When my functions are in the global namespace, I am able to registerOLEInterface(global_fn1,global_fn2) and then python or c# max object invokes method “global_fn1” of the COM object or its wrapper.
I moved all my code into structs and they are no longer available.
RegisterOLEInterface(structInst1.otherStructInst2.priv_fn1, structInst1.otherStructInst2.priv_fn2) and invoke method “priv_fn1” doesn’t work, nor does invoke method “structInst1.otherStructInst2.priv_fn2”.
Nor does invoke method “otherStructDef2.priv_fn2”.
Do I need to use handles, or is there undocumented name mangling?

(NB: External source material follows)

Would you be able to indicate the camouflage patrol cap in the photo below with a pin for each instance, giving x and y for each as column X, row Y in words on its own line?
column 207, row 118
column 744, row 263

Which function name do I hand off and invoke?
Because I like the pretty struct namespaces, but I’m back to the workaround of wrapping the pretty functions with a global namespace name.
Ungh, when I get time later, I’m cribbing some steps from Lucian's VBlog | Microsoft Learn to look at the names of the functions in the ole object members. Let you all know what that looks like.
The gist is, you can add your own reflection to COM if you can get typeinfo from the implemented IDispatch interface. But the references says this is explicitly disabled.
It supports only the IDispatch form of interface with no accessible type information – clients need to declare their reference to the 3ds Max server object as an untyped generic object.
This matches my mucking about with c# code: adding the IDispatch interface described and trying to cast to it comes up null. Of course, COM is kind of deep, so I’m still light on the topic.
Out of time on this. Going back to registering global functions with explicit names and adding them to registerOLEInterface, since I can’t guess what name mangling (if any!) they are available under, and the old way used to work.
Maybe Autodesk can provide an interop assembly next go-round, or add inspection/reflection details? Does anyone running 2010 know if it is better about this?